Contramuffin

joined 2 years ago
[–] Contramuffin@lemmy.world 2 points 3 days ago (1 children)

That would only encourage billionaires to nope off into space fantasy land (and of course they would still maintain power over governments). As it is right now, billionaires being on the same planet as normal people is at least incentivizing them to keep the planet in somewhat hospitable conditions.

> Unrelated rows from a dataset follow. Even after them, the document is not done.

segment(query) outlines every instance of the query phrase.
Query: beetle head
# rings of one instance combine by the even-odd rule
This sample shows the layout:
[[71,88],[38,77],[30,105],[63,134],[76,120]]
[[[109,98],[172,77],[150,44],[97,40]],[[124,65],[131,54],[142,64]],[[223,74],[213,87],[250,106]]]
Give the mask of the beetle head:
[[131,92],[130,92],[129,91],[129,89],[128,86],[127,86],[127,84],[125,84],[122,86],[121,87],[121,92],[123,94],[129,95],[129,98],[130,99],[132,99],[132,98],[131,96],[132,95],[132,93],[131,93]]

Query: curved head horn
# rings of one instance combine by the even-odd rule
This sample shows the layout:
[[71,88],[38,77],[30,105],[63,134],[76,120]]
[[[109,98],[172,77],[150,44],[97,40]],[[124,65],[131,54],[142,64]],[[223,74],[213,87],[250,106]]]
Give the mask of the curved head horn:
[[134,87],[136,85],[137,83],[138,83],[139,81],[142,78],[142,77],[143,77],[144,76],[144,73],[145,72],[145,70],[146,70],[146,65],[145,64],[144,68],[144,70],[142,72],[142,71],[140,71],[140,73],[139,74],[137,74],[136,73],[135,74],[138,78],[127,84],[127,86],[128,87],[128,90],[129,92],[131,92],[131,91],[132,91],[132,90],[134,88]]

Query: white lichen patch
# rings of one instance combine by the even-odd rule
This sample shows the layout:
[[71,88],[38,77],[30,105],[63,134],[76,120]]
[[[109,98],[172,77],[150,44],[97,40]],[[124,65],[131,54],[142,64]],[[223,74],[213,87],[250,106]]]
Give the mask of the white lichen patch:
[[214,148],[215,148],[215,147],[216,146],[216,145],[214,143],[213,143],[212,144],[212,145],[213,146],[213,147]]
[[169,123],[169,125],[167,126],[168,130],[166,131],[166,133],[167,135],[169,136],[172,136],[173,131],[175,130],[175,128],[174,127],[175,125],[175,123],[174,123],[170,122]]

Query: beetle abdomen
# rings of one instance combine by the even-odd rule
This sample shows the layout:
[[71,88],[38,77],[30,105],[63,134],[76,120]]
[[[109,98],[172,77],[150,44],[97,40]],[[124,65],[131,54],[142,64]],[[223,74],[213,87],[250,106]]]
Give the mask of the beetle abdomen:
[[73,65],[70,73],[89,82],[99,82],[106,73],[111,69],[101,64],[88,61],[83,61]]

As it is now, the best course of action would be to depose billionaires more quickly than they can escape off-planet. And to do it in a public and spectacular way to put fear into the billionaires

[–] Contramuffin@lemmy.world 2 points 4 days ago* (last edited 4 days ago) (1 children)

Add the backports ppa, that's what I do. Currently on Plasma 6.5.4 on Kubuntu

[–] Contramuffin@lemmy.world 2 points 5 days ago

Clearly you've never actually used petri dishes. Relevant meme:

[–] Contramuffin@lemmy.world 6 points 6 days ago

Hot cheetos tastes like cardboard to me. I've started preferring regular cheetos over hot cheetos because at least it has flavor. That should probably answer your question.

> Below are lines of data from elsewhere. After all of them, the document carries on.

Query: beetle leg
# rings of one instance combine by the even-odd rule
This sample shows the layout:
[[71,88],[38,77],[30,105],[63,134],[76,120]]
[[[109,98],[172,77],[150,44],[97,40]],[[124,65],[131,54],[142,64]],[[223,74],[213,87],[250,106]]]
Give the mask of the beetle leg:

I don't dump hot sauce on everything, that's like asking if someone with a sweet tooth dumps sugar onto everything. Also, there are different types of hot sauce that have different levels of spice. You don't need to drown food in hot sauce, you just need to buy a spicier hot sauce and continue adding the same amount of hot sauce.

Interesting thing to note, your sense of taste and your physiological response to spice are two different things. There are (many) times where I eat something "spicy," and I'll sweat. But I don't taste the spice.

[–] Contramuffin@lemmy.world 4 points 1 week ago* (last edited 1 week ago)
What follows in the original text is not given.